İYİ Parti Denizli yönetim kurulu üyesi bir hanımın eşi bu kadro mağdurların biri.

Whatsapp hattımızdan bize ulaşan ve eşinin AKP'li Denizli Belediyesinde güvenlik görevlisi olarak 7 yıldır çalıştığını söyleyen İYİ Parti Denizli yönetim kurulu üyesi hanım, kendisinin İYİ Parti'de görev aldığı için eşinin hiç bir gerekçe gösterilmeden işine son verildiğini iddia etti.

Eşinin KHK ile taşeron işçilerin kamuda sürekli işçi kadrosunda istihdam edilmesi yasasından  faydalandığını, listelerde adının geçtiğini söyledi.

Hiç bir gerekçe göstermeden eşinin işten çıkartıldığını, hiç bir yetkiliye ulaşamadığını belirtti.

İYİ Parti İl Yöneticisi "Bu işten asla vazgeçmeyeceğim, işin peşini bırakmayacağım, biz sustukça bu durumlar devam edecek. Pes etmeyeceğim" dedi.

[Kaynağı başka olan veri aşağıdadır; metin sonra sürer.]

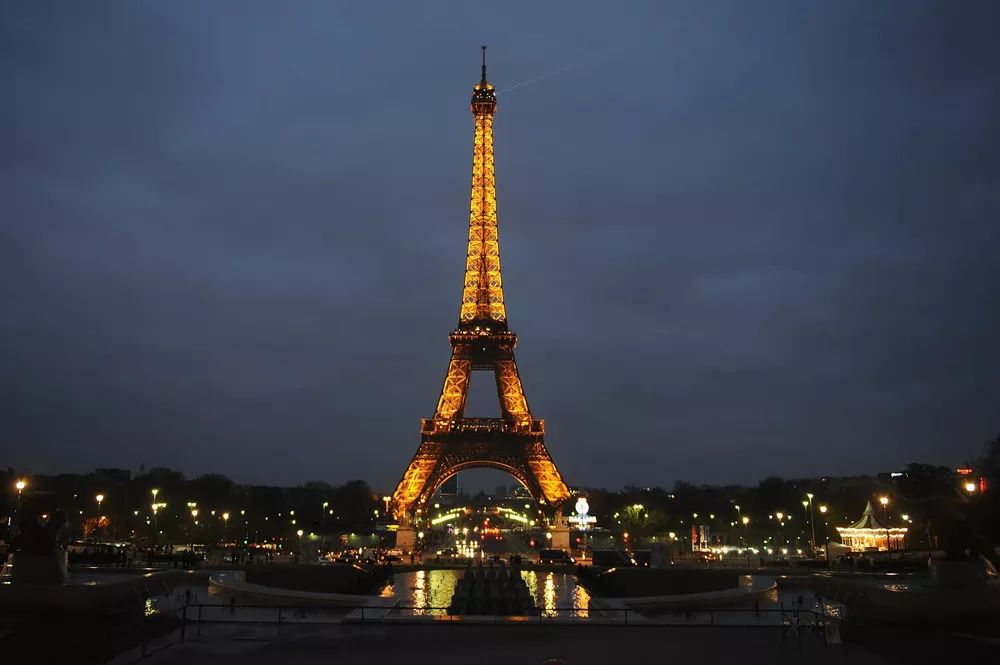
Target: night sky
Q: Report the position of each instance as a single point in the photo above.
(738, 238)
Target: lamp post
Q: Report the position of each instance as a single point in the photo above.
(323, 542)
(746, 546)
(100, 499)
(826, 537)
(884, 500)
(812, 523)
(20, 485)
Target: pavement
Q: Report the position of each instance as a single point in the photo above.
(487, 645)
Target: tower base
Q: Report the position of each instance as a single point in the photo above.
(560, 538)
(405, 539)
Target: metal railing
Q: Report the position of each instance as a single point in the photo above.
(795, 624)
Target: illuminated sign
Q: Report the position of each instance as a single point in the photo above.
(581, 519)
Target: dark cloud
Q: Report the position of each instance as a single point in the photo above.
(737, 240)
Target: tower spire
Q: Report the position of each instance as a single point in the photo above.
(482, 296)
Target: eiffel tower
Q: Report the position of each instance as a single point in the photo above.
(450, 442)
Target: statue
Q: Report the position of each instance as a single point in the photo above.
(33, 556)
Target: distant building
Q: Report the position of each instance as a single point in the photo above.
(450, 486)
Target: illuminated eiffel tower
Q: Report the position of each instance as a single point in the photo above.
(450, 442)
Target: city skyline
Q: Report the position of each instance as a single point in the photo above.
(736, 243)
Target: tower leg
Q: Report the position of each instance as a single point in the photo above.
(560, 538)
(404, 539)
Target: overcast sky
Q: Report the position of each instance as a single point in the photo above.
(738, 238)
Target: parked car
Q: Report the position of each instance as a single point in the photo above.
(611, 558)
(555, 556)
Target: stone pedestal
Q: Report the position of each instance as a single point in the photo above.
(405, 539)
(560, 538)
(36, 568)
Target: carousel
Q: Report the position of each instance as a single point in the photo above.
(869, 533)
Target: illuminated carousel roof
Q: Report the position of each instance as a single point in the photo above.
(868, 520)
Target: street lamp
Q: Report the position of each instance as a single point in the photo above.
(812, 522)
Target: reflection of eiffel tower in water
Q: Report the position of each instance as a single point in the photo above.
(450, 442)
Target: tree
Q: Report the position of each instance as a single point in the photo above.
(921, 481)
(92, 524)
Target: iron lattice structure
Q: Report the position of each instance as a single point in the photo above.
(450, 442)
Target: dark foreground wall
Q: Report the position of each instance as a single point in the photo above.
(639, 582)
(321, 579)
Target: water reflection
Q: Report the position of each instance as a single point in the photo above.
(430, 592)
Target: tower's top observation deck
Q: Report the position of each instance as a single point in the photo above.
(484, 96)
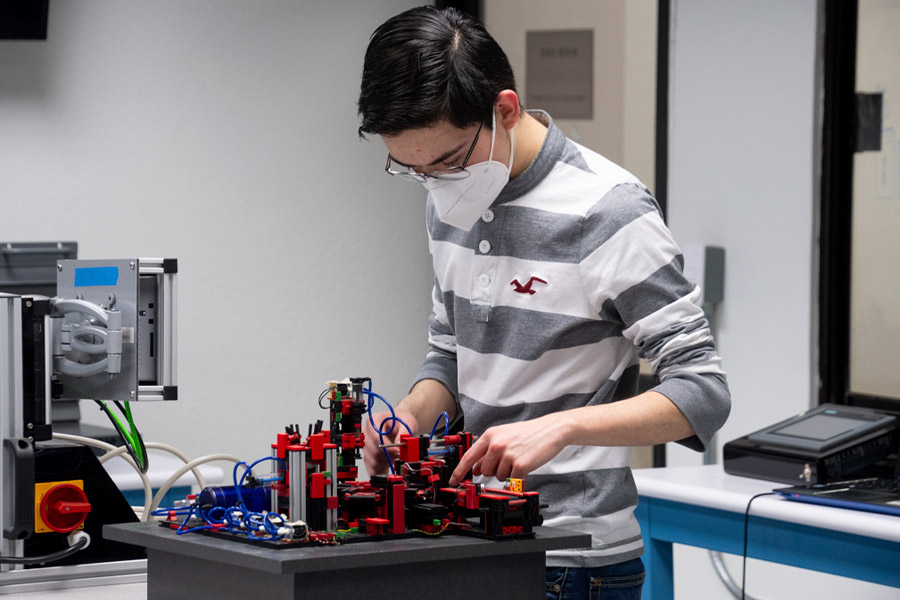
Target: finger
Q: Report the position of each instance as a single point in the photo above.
(488, 464)
(465, 463)
(504, 469)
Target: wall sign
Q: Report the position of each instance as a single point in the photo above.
(559, 72)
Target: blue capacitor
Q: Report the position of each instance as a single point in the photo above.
(255, 499)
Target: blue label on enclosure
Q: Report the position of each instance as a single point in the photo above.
(91, 276)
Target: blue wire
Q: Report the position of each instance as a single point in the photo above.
(248, 470)
(394, 419)
(446, 418)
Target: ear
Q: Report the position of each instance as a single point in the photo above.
(507, 104)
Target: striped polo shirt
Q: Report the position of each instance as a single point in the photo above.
(547, 304)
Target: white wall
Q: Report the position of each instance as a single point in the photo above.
(223, 133)
(743, 164)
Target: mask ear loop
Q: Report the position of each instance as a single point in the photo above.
(512, 147)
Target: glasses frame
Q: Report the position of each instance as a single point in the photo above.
(451, 174)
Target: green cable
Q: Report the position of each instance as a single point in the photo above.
(131, 437)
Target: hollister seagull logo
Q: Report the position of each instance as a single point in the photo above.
(526, 289)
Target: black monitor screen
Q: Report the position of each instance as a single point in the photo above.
(820, 427)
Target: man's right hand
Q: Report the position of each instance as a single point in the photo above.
(375, 460)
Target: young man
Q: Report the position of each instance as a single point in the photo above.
(554, 273)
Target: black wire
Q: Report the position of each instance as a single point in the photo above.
(746, 523)
(33, 560)
(322, 397)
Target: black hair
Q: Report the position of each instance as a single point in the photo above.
(425, 66)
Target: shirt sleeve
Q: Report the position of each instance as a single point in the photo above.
(632, 271)
(440, 361)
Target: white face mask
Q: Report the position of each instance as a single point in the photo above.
(460, 203)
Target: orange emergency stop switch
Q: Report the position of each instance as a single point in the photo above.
(60, 506)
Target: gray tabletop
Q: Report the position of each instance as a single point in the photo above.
(324, 558)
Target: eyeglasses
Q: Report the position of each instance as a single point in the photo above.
(451, 174)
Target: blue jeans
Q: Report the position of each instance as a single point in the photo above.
(612, 582)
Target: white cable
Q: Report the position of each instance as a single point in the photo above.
(171, 480)
(158, 446)
(148, 492)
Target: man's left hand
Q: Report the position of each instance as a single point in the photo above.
(513, 450)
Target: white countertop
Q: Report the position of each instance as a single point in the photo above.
(709, 486)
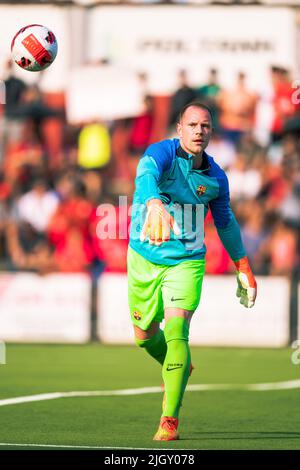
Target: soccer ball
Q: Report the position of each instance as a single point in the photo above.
(34, 47)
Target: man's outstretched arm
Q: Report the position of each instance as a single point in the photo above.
(230, 235)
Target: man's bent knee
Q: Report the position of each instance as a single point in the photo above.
(146, 334)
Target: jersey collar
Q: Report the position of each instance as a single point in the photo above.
(187, 156)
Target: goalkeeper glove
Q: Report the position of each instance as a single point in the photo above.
(247, 287)
(158, 224)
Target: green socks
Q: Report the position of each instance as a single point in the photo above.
(176, 367)
(171, 349)
(155, 346)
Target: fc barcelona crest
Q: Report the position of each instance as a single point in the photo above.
(137, 315)
(201, 190)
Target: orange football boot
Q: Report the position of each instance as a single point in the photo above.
(167, 430)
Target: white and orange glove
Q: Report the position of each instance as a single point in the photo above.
(247, 287)
(158, 224)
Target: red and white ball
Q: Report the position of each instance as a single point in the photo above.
(34, 47)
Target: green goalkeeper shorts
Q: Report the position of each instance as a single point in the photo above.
(154, 287)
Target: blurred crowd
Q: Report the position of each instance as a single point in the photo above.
(54, 175)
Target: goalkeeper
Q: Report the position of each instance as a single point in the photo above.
(177, 182)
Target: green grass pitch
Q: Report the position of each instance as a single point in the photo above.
(224, 419)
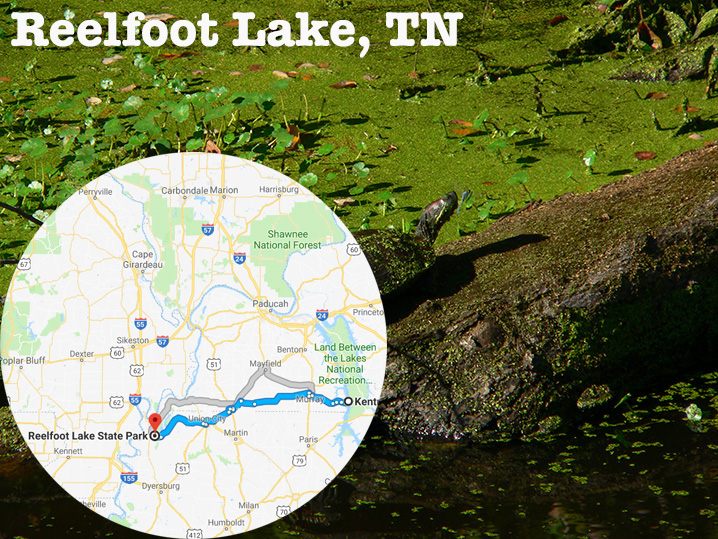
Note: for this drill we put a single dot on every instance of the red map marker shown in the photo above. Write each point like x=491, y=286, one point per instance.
x=155, y=420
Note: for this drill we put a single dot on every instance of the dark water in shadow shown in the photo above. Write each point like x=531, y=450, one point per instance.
x=640, y=470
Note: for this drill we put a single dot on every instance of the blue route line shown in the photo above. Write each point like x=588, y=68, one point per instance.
x=247, y=403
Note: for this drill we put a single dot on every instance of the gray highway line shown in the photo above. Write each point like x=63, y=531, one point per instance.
x=261, y=371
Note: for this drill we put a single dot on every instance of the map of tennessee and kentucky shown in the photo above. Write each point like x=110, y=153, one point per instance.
x=193, y=345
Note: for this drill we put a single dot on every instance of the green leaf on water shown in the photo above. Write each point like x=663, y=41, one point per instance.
x=481, y=118
x=361, y=170
x=113, y=127
x=485, y=209
x=217, y=113
x=496, y=145
x=325, y=149
x=34, y=147
x=181, y=112
x=279, y=85
x=518, y=178
x=132, y=103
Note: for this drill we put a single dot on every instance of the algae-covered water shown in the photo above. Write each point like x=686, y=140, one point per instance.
x=643, y=469
x=500, y=114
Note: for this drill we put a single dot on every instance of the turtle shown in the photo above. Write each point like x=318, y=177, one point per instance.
x=399, y=259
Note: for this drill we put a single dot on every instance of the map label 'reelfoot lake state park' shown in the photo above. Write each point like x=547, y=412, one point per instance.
x=187, y=350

Öte yandan, AKP'li Belediye yetkilileri ise hiç soruya cevap vermezken, işten çıkartılan ve 7 yıldır çalışan İYİ Parti Denizli yönetim kurulu üyesi hanımın eşinin kıdem tazminatı ve diğer haklarının ne olduğu sorusuna ise "Biz sadece sigortaya bildirimde bulunduk, bilmiyoruz" dediler.